Make the Peanut Butter Cream Cheese Swiss Meringue Buttercream:
- Place egg whites and brown sugar in a heatproof bowl (such as the bowl of your stand mixer) and whisk to combine. Set bowl over a pot of just simmering water to create a double boiler and whisk until mixture reaches 140-160F. Don’t allow the bottom of the bowl to touch the water.
- Transfer the bowl to a stand mixer fitted with the whisk attachment. Whisk the egg white-sugar mixture on low for a couple of minutes and gradually increase the speed to medium high. Continue whisking until the meringue reaches glossy stiff peaks and both the meringue and the bowl are at room temperature (about 10 minutes).
- Switch out the whisk for the paddle attachment. With the mixer on low, add the butter one cube at a time. Wait until the butter is completely incorporated before adding the next cube. When the butter is incorporated, repeat with the cream cheese.
- Continue mixing on low until the mixture is smooth, then add the vanilla, a pinch of salt, and peanut butter a spoonful at a time (to taste). Taste and add a touch more salt if the mixture tastes too sweet. Mix on medium speed for a couple minutes, or until the buttercream is smooth, silky, and fluffy.
Assemble the cake:
- Level your cakes if desired. (Note that this chocolate cake is very tender and moist, so I highly recommend working with them chilled.) Set your first cake round on a cake board and spread a generous amount buttercream evenly over the top, followed by a sprinkling of chopped peanuts. Set the second cake round on top and spread a thin coat of buttercream over the top and sides to trap all the crumbs. Refrigerate until buttercream is firm, about 20 minutes.
- Add a thicker layer of buttercream over the top and sides, using an offset spatula and icing scraper for evenness.
- To get the “rustic” look, use an offset spatula or back of a spoon to create random swoops.

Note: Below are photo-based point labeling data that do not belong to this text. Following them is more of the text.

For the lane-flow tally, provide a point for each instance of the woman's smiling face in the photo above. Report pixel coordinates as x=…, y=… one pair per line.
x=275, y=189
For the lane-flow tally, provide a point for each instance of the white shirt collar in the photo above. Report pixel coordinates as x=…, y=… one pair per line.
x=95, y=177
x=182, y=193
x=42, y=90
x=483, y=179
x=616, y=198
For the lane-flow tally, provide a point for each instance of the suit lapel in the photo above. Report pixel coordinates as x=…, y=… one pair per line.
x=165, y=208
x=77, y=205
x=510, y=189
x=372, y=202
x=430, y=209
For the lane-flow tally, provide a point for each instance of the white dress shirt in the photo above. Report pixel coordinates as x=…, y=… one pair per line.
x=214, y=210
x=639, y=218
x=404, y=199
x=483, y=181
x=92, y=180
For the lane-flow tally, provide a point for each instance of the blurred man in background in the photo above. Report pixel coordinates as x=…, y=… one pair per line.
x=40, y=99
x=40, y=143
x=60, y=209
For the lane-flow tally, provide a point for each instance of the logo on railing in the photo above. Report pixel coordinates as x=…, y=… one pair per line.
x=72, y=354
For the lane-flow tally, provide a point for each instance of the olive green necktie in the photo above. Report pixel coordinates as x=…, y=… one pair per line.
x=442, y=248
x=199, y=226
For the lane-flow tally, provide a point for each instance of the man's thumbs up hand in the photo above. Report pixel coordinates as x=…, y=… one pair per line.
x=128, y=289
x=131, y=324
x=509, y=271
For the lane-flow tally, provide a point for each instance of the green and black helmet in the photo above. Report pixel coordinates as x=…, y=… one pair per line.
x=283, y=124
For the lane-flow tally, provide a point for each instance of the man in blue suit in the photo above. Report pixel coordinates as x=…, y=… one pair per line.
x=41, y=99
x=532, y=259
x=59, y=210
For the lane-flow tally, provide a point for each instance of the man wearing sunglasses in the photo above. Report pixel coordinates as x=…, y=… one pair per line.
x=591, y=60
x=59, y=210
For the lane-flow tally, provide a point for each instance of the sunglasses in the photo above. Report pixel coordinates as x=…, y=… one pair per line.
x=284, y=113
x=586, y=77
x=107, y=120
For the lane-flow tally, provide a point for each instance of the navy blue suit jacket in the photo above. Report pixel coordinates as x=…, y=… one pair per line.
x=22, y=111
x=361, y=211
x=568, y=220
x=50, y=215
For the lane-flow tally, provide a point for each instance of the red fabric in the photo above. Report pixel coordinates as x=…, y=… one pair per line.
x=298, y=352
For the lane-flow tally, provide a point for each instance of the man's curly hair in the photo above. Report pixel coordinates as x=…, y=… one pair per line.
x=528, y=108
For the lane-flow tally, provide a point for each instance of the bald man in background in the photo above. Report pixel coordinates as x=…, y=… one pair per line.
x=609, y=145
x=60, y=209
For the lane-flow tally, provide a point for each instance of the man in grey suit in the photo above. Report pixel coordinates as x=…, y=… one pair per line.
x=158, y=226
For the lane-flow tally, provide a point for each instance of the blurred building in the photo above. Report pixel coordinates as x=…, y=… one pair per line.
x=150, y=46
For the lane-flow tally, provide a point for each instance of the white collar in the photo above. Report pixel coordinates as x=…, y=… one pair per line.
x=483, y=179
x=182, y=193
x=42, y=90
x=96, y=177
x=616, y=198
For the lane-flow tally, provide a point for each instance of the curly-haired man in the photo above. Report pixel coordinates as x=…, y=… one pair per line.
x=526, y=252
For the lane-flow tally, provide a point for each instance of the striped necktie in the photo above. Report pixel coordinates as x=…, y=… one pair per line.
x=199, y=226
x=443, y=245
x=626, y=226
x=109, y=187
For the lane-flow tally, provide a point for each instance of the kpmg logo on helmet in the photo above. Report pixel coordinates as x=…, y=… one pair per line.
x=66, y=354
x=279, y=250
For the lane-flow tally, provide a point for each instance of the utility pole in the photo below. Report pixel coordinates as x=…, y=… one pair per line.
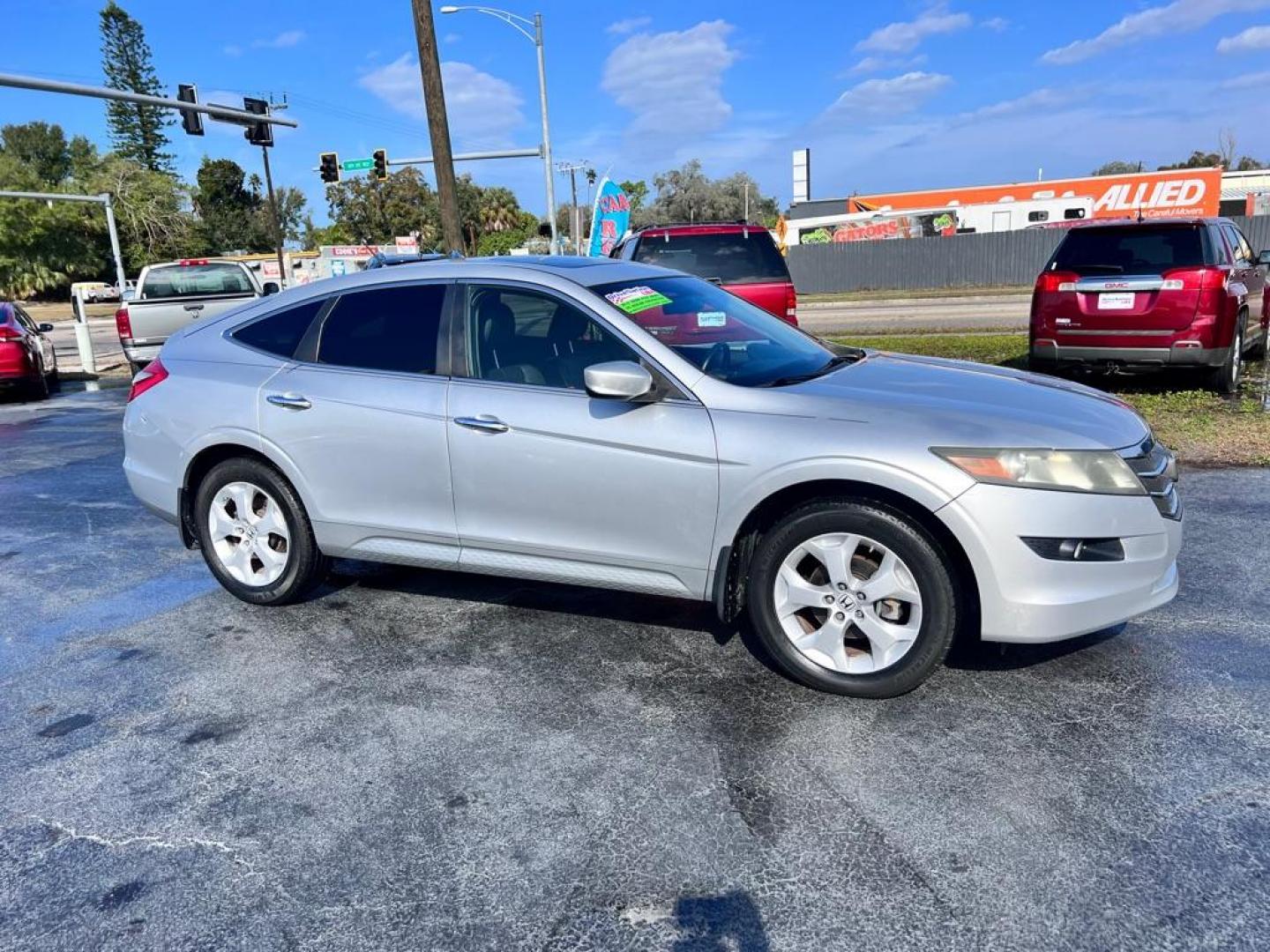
x=438, y=126
x=277, y=219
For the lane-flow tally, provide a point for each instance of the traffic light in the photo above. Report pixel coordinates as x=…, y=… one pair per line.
x=190, y=121
x=329, y=167
x=258, y=133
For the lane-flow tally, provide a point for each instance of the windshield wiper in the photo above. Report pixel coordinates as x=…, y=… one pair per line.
x=834, y=363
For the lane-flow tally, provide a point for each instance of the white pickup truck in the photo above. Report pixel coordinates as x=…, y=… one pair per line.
x=169, y=296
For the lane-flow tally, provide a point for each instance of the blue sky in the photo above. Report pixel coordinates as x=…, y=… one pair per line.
x=893, y=95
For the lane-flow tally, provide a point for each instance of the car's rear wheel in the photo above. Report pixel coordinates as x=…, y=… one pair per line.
x=852, y=598
x=1226, y=378
x=254, y=533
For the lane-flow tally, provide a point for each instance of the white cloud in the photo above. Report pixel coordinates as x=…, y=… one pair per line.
x=877, y=63
x=1249, y=41
x=283, y=41
x=1177, y=17
x=891, y=97
x=906, y=36
x=482, y=109
x=629, y=26
x=1249, y=80
x=672, y=81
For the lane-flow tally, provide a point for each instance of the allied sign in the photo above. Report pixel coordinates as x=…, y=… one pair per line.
x=1154, y=195
x=609, y=219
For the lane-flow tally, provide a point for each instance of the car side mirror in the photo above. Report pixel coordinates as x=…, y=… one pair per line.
x=617, y=380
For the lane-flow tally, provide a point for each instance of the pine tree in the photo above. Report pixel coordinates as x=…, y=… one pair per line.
x=136, y=131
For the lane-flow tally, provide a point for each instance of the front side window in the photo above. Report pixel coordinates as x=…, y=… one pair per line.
x=719, y=333
x=280, y=333
x=195, y=280
x=524, y=337
x=385, y=329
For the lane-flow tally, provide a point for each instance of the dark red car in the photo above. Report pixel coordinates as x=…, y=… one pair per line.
x=741, y=258
x=26, y=358
x=1142, y=294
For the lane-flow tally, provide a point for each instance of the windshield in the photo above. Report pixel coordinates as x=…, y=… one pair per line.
x=1129, y=250
x=716, y=331
x=732, y=258
x=195, y=279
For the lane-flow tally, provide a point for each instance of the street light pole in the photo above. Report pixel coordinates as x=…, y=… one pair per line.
x=546, y=133
x=519, y=23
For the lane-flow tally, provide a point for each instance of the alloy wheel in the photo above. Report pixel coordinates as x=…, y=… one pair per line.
x=249, y=533
x=848, y=603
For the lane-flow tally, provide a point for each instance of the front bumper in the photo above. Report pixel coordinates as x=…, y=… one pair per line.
x=1027, y=598
x=1147, y=357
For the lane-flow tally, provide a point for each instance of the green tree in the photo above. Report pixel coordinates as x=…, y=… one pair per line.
x=136, y=131
x=1117, y=167
x=230, y=213
x=375, y=212
x=637, y=190
x=40, y=146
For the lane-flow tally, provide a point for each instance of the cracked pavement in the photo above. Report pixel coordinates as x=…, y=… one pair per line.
x=433, y=761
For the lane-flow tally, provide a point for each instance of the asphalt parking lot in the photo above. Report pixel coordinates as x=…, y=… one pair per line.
x=427, y=761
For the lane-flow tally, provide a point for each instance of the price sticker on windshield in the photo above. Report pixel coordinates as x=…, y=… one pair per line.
x=638, y=299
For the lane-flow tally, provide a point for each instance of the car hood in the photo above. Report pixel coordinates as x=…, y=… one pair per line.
x=955, y=403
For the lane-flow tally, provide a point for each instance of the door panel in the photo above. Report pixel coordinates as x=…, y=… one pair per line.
x=579, y=478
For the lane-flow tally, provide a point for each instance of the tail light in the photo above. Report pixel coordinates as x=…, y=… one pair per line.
x=1057, y=282
x=150, y=376
x=1195, y=279
x=123, y=324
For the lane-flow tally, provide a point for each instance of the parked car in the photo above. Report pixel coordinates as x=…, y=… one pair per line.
x=92, y=291
x=173, y=294
x=526, y=417
x=739, y=258
x=28, y=362
x=1147, y=294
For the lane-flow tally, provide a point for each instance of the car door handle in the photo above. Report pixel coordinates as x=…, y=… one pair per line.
x=290, y=401
x=485, y=424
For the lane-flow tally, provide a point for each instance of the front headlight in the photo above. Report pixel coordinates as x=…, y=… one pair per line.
x=1071, y=470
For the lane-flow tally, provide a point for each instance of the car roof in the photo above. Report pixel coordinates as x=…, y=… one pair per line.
x=706, y=227
x=1148, y=222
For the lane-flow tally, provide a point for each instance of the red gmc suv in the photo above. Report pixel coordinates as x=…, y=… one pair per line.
x=741, y=258
x=1140, y=294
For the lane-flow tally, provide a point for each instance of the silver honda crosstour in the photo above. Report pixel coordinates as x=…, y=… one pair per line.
x=615, y=424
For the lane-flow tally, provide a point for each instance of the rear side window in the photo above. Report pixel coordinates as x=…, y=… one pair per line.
x=735, y=258
x=386, y=329
x=196, y=279
x=1131, y=250
x=280, y=333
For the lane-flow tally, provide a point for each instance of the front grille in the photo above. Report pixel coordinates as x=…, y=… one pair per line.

Top with chopped peanuts and peanut brittle if desired. If you’re not serving the cake right away, store in the refrigerator but bring to room temperature before serving. Just before serving, garnish with peanut brittle and candies. (Don’t put the brittle on too soon or it may soften and weep.)
3 thoughts on “Peanut Butter and Chocolate Cake”
agreed; making birthday cakes is the best! and also agree about smbc in a stand v hand mixer. the only time i made it with a hand mixer was a pain in the butt, and i whipped for at least 40 minutes. ack. the stand mixer still goes for a while, but at least you don’t have to hold it up and can retreat to a less noisy room (;
agreed; making birthday cakes is the best! and also agree about smbc in a stand v hand mixer. the only time i made it with a hand mixer was a pain in the butt, and i whipped for at least 40 minutes. ack. the stand mixer still goes for a while, but at least you don’t have to hold it up and can retreat to a less noisy room! (;
Yeah, I totally left for awhile and let the mixer do its thing, haha!